Obesity crisis is fuelling a rise in amputations linked to diabetes and gangrene
During the years I practised as a hospital doctor I saw only one amputee. He’d had his lower leg amputated for bad circulation worsened by smoking . He wouldn’t give up his Woodbines, though, not even if his other leg was in jeopardy.
It’s a totally different picture today. Amputation is becoming commonplace – as a complication of diabetes. And no one seems worried.
That’s because so many people are obese and it’s accepted as normal. Fat people develop Type 2 diabetes, and that, in turn, has become ‘normal’. People with Type 2 diabetes develop gangrene which often requires amputation and even that’s ‘normal’.
Except it isn’t.
Diabetes is perpetually in the news. It costs £10billion a year, a tenth of the total NHS budget. Britain now has an estimated four million diabetics, and many are undiagnosed. I find the lack of discussion about the consequences of diabetes terrifying. It has no cure and if it’s ignored, it will get worse.
In Britain, diabetes causes 7,000 amputations a year – 135 legs are cut off every week and rising.
Diabetes is nothing if not aggressive. It hurts every organ in the body. High blood sugar levels damage the delicate lining of small arteries leading to restriction of circulation to the legs. You lose sensation in your feet so if you stand on a pin, you won’t feel it. Infections are more virulent and poor circulation means antibiotics can’t reach the infection and amputation follows. According to Diabetes UK, 80% of amputations could be prevented.
Dr Natasha Patel is a consultant in diabetes at Guy’s and St Thomas’ hospitals and says Type 2 patients often go into denial. They ignore advice and don’t take their medication.
Guy’s and St Thomas’ vascular surgeon, Hany Zayed, is able to salvage many legs by bypassing a blockage or inserting a stent to keep blood flowing. But often, as the disease progresses, a blockage will occur again elsewhere. Often it’s a leg or a life, he says.

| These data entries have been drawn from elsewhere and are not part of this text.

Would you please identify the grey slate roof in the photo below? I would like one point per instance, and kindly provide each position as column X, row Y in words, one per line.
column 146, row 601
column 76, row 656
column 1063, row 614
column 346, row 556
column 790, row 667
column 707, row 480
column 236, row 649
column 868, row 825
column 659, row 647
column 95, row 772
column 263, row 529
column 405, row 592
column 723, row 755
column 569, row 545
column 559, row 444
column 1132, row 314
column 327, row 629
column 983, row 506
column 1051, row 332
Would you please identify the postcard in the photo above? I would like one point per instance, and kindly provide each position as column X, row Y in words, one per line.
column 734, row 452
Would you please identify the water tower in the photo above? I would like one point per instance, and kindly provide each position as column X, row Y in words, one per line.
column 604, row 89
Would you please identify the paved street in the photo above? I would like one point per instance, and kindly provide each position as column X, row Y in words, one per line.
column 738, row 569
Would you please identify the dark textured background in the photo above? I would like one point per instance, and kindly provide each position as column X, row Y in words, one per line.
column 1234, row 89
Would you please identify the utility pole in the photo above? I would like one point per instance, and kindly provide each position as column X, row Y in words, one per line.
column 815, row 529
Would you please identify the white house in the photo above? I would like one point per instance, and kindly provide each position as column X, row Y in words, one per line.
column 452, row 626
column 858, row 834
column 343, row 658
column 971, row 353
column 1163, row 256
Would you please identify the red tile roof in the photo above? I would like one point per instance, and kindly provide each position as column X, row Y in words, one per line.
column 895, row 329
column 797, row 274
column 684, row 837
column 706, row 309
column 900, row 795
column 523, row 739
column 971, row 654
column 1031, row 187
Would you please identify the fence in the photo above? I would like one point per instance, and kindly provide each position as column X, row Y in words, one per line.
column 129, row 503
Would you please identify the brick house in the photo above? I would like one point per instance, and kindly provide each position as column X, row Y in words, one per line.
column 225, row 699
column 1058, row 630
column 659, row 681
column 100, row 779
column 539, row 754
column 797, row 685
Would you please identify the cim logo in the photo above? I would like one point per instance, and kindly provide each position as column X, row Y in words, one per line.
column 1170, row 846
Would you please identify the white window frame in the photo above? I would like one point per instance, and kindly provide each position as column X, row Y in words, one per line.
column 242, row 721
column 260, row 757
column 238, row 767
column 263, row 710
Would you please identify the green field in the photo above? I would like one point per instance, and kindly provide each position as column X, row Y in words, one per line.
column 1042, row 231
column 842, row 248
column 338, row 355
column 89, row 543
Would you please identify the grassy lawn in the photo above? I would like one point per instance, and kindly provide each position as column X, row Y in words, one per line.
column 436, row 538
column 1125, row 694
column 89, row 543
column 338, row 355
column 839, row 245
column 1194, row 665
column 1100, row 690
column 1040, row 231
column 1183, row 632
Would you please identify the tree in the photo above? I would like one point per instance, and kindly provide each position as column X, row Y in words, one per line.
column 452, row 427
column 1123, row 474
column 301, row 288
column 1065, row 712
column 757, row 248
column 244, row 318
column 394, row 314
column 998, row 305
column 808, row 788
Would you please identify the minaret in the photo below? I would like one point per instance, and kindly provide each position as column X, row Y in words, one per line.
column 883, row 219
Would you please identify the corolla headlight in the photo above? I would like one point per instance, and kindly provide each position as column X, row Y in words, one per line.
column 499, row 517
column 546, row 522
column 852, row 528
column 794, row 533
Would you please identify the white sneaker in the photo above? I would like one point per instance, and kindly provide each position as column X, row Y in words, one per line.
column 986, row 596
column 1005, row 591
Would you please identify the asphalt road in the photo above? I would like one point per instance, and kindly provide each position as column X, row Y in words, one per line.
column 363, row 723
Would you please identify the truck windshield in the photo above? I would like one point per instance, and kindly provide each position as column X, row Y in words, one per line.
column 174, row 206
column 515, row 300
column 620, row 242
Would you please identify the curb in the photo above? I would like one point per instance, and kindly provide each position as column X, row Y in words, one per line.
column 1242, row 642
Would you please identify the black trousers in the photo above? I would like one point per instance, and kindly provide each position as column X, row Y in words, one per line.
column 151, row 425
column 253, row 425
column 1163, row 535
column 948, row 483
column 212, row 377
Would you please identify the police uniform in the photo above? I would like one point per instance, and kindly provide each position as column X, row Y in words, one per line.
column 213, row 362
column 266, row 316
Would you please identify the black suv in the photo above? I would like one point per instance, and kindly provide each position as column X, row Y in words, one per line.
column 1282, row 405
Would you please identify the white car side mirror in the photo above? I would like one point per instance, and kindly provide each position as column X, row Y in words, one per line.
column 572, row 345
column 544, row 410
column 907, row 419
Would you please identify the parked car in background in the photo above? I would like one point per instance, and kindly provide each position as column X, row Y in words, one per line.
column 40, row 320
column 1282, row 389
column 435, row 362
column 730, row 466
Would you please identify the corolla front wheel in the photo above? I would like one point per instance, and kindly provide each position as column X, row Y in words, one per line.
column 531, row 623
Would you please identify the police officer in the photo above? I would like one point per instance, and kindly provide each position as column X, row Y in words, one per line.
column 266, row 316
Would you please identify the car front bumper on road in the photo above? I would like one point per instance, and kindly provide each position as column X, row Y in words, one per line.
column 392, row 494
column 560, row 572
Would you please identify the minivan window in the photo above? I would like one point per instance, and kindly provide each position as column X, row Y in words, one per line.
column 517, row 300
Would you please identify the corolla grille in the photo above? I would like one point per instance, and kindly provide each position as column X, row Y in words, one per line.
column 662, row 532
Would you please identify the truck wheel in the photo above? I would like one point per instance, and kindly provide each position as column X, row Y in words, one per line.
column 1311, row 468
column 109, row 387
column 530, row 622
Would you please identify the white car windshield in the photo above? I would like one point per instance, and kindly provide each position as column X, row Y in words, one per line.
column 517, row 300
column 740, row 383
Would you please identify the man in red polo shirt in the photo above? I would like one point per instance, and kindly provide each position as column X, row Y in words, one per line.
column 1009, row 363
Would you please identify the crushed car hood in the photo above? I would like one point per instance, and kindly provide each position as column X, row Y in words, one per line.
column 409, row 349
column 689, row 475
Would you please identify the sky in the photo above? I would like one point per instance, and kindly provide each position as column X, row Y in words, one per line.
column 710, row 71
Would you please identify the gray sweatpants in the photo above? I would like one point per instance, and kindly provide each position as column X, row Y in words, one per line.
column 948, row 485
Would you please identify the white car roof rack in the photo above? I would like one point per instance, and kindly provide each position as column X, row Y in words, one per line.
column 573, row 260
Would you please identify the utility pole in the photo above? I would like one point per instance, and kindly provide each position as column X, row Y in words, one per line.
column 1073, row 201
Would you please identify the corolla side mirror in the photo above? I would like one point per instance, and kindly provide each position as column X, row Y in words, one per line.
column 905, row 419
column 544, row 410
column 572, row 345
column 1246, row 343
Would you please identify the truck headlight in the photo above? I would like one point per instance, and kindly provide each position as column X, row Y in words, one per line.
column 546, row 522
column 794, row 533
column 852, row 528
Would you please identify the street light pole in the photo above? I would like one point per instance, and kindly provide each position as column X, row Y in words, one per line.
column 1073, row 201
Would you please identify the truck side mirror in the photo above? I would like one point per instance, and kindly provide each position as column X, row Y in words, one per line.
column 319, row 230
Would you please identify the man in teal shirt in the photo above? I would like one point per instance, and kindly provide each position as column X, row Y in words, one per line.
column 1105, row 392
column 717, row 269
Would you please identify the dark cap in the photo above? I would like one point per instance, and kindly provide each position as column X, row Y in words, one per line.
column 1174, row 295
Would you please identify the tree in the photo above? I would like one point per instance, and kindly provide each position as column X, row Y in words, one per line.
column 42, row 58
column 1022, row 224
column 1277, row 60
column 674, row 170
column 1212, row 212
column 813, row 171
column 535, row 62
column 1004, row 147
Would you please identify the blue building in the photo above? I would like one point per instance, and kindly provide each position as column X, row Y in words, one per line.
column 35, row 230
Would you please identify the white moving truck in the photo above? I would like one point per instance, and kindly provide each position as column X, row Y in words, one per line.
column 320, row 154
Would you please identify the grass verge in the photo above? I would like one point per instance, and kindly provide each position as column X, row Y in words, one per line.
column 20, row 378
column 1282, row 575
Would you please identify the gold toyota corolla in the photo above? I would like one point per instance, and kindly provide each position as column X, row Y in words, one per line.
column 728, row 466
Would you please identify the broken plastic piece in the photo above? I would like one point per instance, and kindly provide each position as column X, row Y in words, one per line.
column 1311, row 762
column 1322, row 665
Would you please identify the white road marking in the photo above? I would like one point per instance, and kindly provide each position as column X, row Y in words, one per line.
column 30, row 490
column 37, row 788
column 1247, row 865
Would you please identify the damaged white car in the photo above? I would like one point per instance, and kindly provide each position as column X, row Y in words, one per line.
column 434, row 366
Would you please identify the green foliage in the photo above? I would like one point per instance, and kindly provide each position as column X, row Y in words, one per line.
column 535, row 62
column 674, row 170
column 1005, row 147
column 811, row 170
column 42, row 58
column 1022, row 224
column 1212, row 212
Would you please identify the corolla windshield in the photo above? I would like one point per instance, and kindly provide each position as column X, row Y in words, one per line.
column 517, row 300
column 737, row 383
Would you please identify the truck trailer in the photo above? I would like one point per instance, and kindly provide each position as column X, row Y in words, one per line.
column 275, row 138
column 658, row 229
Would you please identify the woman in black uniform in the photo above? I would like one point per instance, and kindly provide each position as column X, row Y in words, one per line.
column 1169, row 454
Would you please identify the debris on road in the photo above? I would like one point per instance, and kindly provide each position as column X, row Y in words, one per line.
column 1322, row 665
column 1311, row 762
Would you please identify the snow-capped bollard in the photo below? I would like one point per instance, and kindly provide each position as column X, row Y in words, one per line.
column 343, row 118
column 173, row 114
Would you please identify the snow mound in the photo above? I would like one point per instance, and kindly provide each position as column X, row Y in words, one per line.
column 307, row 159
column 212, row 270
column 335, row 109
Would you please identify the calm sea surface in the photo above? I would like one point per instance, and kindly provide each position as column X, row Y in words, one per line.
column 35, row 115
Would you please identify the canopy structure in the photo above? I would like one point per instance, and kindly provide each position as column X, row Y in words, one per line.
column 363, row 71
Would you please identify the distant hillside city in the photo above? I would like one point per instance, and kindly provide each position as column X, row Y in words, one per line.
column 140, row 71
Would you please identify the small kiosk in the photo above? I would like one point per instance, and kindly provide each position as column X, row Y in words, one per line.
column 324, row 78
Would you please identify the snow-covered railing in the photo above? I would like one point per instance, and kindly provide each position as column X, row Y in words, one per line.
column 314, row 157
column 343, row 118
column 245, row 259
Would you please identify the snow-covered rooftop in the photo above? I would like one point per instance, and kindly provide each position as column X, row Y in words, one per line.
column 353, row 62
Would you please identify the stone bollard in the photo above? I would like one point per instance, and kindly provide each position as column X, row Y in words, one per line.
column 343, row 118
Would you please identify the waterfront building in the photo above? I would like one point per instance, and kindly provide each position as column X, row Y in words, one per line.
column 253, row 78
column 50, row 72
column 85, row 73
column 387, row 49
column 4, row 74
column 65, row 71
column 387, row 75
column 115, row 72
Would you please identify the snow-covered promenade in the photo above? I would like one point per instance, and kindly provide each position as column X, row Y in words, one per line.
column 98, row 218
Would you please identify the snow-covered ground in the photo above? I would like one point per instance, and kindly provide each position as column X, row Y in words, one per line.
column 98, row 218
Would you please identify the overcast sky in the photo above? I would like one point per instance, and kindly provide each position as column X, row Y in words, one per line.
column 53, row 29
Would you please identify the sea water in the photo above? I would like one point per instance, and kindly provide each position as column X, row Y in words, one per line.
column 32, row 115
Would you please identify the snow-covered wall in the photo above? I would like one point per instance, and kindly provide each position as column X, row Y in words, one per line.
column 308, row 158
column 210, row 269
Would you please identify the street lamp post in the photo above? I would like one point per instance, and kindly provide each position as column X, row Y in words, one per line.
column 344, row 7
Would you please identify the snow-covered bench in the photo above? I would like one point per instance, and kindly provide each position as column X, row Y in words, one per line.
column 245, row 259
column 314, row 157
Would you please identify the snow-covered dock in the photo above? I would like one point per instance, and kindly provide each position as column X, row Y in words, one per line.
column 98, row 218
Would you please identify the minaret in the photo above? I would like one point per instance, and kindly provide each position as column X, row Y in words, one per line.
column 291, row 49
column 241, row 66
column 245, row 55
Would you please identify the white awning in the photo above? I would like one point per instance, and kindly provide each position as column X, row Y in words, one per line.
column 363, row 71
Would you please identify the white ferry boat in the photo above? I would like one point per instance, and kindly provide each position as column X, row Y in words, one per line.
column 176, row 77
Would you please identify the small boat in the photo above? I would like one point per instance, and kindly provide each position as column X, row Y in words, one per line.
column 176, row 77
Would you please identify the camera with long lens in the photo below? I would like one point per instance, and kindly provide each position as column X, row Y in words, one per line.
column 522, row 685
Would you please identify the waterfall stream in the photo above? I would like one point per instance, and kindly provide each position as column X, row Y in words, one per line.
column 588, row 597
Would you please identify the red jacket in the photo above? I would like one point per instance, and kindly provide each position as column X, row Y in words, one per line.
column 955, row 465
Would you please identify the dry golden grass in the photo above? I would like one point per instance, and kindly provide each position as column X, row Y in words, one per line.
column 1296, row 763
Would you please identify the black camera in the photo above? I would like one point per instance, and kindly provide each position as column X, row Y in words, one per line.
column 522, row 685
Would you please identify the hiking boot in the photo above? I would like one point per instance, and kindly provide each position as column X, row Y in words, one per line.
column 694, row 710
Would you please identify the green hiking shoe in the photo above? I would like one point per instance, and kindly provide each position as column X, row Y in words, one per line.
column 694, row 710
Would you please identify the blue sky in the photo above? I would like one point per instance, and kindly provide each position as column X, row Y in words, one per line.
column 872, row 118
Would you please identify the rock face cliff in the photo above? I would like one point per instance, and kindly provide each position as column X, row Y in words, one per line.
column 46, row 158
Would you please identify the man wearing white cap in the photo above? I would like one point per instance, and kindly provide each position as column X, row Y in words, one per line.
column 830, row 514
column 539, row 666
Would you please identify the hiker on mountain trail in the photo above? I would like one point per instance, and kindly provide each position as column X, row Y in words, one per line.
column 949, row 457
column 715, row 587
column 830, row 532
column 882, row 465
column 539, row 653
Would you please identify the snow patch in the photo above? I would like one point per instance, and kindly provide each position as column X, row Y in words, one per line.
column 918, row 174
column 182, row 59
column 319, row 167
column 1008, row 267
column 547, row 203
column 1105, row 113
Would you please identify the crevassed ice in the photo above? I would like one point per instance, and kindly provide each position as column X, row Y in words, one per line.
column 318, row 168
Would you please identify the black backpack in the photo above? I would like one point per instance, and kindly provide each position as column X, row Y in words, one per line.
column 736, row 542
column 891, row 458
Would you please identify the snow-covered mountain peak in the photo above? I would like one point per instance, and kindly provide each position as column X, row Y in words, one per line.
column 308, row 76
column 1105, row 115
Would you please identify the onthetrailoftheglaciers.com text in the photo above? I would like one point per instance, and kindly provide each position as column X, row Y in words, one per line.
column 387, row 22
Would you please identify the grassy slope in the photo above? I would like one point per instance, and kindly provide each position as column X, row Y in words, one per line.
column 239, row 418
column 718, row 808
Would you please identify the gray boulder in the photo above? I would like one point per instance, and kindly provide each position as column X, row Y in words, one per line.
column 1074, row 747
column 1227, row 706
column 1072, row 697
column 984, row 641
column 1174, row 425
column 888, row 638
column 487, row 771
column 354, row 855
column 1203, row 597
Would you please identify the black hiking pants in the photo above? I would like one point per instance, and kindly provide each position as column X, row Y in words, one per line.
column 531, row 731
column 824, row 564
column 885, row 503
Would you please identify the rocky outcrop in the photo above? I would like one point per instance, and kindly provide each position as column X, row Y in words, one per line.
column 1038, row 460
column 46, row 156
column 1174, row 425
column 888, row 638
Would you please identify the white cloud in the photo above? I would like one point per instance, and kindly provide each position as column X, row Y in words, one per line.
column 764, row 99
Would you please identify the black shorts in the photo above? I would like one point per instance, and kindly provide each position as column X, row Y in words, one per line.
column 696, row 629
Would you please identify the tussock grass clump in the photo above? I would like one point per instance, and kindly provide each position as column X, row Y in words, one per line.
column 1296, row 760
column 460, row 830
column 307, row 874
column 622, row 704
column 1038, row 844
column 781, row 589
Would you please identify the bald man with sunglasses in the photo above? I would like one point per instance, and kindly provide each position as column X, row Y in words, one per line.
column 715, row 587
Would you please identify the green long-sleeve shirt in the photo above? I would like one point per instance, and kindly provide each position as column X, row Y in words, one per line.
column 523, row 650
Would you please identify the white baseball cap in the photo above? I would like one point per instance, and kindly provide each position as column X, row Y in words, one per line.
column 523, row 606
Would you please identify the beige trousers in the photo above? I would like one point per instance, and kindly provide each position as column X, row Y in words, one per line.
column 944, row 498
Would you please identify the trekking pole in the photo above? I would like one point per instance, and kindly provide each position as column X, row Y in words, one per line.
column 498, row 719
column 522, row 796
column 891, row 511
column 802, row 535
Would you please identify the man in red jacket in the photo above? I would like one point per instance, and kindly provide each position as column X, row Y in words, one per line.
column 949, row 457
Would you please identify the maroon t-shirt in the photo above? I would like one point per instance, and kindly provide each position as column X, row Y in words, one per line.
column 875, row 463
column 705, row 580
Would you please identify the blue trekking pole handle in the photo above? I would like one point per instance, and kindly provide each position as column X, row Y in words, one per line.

For Zayed, an amputation is a failure. The key to surviving diabetes, he says, is “taking ownership of your health”. But most of his patients don’t look after themselves. Worse still, they ignore a foot infection after they’ve lost all feeling.
Diabetics must check their feet daily, not walk barefoot, avoid ill-fitting shoes and get someone to cut their toenails. Zayed hates performing amputations. “It’s awful,” he says. “I have been trained for 20 years to save lives and legs.”